By Susana RAMIREZ VIZCAYA

 

Habits make up most of our daily activities, from walking and preparing a cup of coffee to riding a bike or playing a musical instrument. Habits also structure our everyday life, as has become evident with the disruption of habits occurring with the current COVID-19 pandemic. Throughout the history of Western philosophy and the sciences of mind, habits have been one of the most widely explored topics and have occupied a privileged position in the work of prominent thinkers, such as Aristotle, Hume, Hegel, James, Morgan, Bergson, Thorndike, Husserl, Watson, Dewey, Pavlov, Merleau-Ponty, Piaget, Hebb, Ricoeur, and Deleuze.

Despite this notion's complexity and richness, contemporary discussion on habits tends to reduce them to mindless, automatic, subpersonal, and reactive behaviors that are devoid of the flexibility, conscious control, and purposefulness of intentional actions. Recent work in enactive cognitive science has started to question this portrait of habits and emphasize its relevance for cognition, posing it as a notion that can bridge the biological and psychological domains.
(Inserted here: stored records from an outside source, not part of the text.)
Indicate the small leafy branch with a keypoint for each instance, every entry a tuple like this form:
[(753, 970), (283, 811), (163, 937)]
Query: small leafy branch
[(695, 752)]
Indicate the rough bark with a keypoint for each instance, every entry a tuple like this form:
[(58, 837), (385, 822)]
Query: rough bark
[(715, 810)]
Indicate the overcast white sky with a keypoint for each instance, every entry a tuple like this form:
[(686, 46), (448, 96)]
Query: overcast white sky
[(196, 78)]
However, a great deal of work is still needed to build a consistent theoretical framework that further develops these enactive ideas and integrates them with current interdisciplinary research on habits. This Ph.D. project contributes to this end in several ways.
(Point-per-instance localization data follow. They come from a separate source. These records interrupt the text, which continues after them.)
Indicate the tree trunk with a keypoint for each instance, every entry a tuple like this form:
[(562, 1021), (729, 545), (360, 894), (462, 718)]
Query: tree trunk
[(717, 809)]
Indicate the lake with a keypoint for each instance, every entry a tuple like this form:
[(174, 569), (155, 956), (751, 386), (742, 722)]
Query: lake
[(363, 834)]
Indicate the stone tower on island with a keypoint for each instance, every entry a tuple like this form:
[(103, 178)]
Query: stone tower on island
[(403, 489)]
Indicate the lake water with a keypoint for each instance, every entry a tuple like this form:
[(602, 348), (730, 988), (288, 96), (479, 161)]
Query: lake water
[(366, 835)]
First, it provides a critical analysis of some of the main theoretical assumptions of contemporary mainstream research on habits, i.e., atomism, mind-body dichotomy, and interior-exterior dichotomy. Secondly, it draws on the work of authors such as Merleau-Ponty and Dewey to challenge these assumptions and underscore the interrelatedness of habits, the kind of intentionality they exhibit, and their ontological significance in the constitution of the self. Third, it offers a critical review of the existing research on habits within the enactive approach, which has recently reassessed some of these philosophical ideas in the light of dynamical and complex systems theories. This project contributes to extending the enactive approach to habits by focusing on two underdeveloped topics:
  1. the idea that habits self-organize into regional identities or complex bundles of habits that are frequently enacted together in particular circumstances, giving rise to a global systemic identity or self that is always in the process of becoming, and 
  2. the notion of bad habits, whose normativity seems to be conflicting and difficult to reconcile with other sources of normativity that lead to the agent's overall well-being. 

In developing these ideas, this project uses some relevant notions from ecological psychology, contributing to recent efforts of bringing together both approaches in a radical embodied framework. Finally, the insights developed in this project are applied to the case of the COVID-19 pandemics, in which sustained social distancing measures are challenging the habitual self by disrupting its landscape of affordances.